评价衍射增强成像空间分辨率的方法

衍射增强成像是X射线成像领域的前沿科技。相比于传统的吸收成像，衍射增强成像能大幅提高图像的衬度，尤其是对于由C、H、O、N等低原子序数元素构成的物体，这一特性使得衍射增强成像在医学诊断方面具有突出的应用价值。目前还没有系统评价衍射增强成像空间分辨率的方法。本文通过构建成像系统的调制传递函数模型，推导出衍射增强成像的空间分辨率计算公式，从而对衍射增强实验平台的整体性能进行综合评价。调制传递函数综合考虑了摇摆曲线几何、CCD像素尺寸、闪烁体荧光弥散效应对系统空间分辨率的固有影响，并详细分析了系统调制传递函数各因素对空间分辨率的影响规律，为衍射增强实验平台的物理设计及设备选型提供理论依据。

Method of Evaluating Spatial Resolution of Diffraction Enhanced Imaging

Diffraction enhanced imaging (DEI) is one of the most advanced technologies that differs from traditional radiography in generating image contrast and will play an important role in the field of X-ray medical diagnostic imaging. Compared with conventional absorbing imaging, DEI can greatly improve the detail and get higher contrast and sensitivity with the same radiation dose, especially for objects composed of low atomic number elements such as C, H, O and N. It makes the DEI have a prominent potential value in medicine. Classical X-ray imaging only produces absorbing contrast which is based on absorbing coefficient difference for various materials. But DEI has multiple contrast, such as absorbing contrast, extinction contrast and refraction contrast. Due to the analyzer crystal Si(111) converting refraction angle into changing of X-ray intensity distribution, refraction contrast is better for the image quality fundamentally.
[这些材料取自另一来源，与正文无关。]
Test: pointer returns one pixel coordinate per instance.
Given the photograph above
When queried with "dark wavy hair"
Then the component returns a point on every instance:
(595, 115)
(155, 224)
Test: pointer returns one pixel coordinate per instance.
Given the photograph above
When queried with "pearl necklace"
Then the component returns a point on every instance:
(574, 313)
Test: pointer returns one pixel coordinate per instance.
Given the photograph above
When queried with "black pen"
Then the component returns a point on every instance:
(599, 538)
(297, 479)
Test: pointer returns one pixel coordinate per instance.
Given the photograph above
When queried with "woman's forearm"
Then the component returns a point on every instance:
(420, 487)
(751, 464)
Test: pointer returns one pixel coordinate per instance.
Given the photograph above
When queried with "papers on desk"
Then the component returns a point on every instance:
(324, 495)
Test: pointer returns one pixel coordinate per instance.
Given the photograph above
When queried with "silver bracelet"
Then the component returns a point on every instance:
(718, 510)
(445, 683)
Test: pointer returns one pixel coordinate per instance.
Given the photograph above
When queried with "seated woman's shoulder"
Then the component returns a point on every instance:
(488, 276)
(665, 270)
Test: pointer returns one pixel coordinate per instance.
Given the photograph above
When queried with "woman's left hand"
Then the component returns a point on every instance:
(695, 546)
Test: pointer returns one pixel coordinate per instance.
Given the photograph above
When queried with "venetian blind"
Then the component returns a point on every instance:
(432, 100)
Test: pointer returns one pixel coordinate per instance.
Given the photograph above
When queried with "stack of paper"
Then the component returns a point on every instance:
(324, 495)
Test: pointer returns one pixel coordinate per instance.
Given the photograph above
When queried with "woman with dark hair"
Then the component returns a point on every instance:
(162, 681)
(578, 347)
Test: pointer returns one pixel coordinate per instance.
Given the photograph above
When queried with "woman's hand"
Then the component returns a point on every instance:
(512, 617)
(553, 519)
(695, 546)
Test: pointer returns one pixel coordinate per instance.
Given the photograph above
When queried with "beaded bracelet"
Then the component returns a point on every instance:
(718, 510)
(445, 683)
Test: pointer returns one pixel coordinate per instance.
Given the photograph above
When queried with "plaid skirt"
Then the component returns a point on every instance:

Spatial resolution is an extremely important parameter that characterizes overall performance of image system, but there is no theory to objectively evaluate spatial resolution of DEI until now, so it’s necessary to present a method to evaluate the spatial resolution of DEI prototype. Modulate transfer function (MTF) is an objective method for identifying the spatial resolution of imaging system. The theory model of spatial resolution of DEI system was established by calculating the MTF and the response of each factor to the spatial resolution was analyzed and explained. The theory model takes into account the inherent influence of the geometric factors by geometry optic approximation (including non-linear conversion when analyzer crystal converts refraction angle into X-ray intensity changing and limit of maximum diffraction angle). The image degenerates in quality during acquisition because of CCD pixel size and scintillator’s fluorescence dispersion effect caused by comprehensive influence of transportation of fluorescent photon and secondary electron. The geometric distortion is the primary factor contributing to image degeneration, and fluorescence dispersion effect also has some impacts on image spatial resolution. The analysis of the MTF provides the theoretical basis for the physical design and equipment selection of the DEI experiment platform.